As noted after Seila, the CFPB ratified its prior actions. Many courts found this ratification to be proper. However, the 5th Circuit adopting the Collins analysis found that harm was inflicted upon the Plaintiffs here. (See quote above). This may have been an attempt to prevent or hamper the CFPB from asserting ratification going forward. It is yet another reason why Congress’ ability to fix this problem is limited.

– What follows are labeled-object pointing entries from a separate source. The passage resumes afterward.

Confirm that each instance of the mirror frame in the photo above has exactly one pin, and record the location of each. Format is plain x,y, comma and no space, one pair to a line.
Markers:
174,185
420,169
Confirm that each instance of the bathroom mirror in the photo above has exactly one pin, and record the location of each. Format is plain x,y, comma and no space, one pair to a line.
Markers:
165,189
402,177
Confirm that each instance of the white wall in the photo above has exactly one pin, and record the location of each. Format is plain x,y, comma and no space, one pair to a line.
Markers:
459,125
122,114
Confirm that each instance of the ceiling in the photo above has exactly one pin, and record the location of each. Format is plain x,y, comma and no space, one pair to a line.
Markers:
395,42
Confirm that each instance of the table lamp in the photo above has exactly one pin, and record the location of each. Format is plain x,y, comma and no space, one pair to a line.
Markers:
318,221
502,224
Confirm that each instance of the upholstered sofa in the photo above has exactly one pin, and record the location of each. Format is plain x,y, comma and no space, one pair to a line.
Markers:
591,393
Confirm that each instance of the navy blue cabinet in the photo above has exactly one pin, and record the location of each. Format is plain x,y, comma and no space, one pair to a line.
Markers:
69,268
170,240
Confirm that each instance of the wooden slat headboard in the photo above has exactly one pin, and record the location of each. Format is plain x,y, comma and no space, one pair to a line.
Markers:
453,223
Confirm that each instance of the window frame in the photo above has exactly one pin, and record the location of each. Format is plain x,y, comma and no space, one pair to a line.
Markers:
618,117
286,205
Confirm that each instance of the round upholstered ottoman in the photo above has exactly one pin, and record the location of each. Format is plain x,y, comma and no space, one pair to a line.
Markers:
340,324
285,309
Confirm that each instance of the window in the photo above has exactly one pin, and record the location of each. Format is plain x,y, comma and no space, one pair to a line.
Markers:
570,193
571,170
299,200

The ARM Industry for the most part needs to stay the course with respect to compliance infrastructure. Too much has been invested with positive results. How a financial services entity decides to engage the CFPB or adopt its compliance guidance going forward needs to be determined on a case-by-case basis. There still needs to be compliance with the law and a responsibility to assess and mitigate risk. Policies and procedures need to be adopted and followed, compliance management systems need to be well-executed and consumer complaints need to be answered. Do not forget that many state regulators and attorneys general have the ability to enforce federal law as well. The process is fluid, so it is recommended that you continue to monitor the CFPB’s actions to assess whether it impacts your business operations.
[i] 142 S.Ct. 2587, 213 L.Ed.2d 896 (June 3, 2022)
[iv] https://files.consumerfinance.gov/f/documents/cfpb_unfair-deceptive-abusive-acts-practices-udaaps_procedures.pdf (Revised UDAAP Manual, V.3 (March 2022))
[v] The Chamber asserts the identical argument that was addressed in Consumer Financial Protection Bureau v. All American Check Cashing, 33 F.4th 218 (5th Cir. 2022)
[viii] Revised UDAAP Manual, UDAAP11
[ix] In Collin v. Yellin, 141 S.Ct. 1761, 210 L.Ed.2d 432 (2021), Shareholders in Federal National Mortgage Association (Fannie Mae) and Federal Home Loan Mortgage Corporation (Freddie Mac) brought action alleging that actions by Federal Housing Finance Agency (FHFA), as companies’ conservator under Housing and Economic Recovery Act (HERA), adversely affected value of their shares and that the FHFA was unconstitutionally structured in violation of separation of powers.
[x] 12 U.S.C. 5302.
[xi] Seila Law LLC v. CFPB, 140 S.Ct. 2183207 L.Ed.2d 494 (U.S. 2020).
[xii] Consumer Financial Services Association of America Ltd at p.34.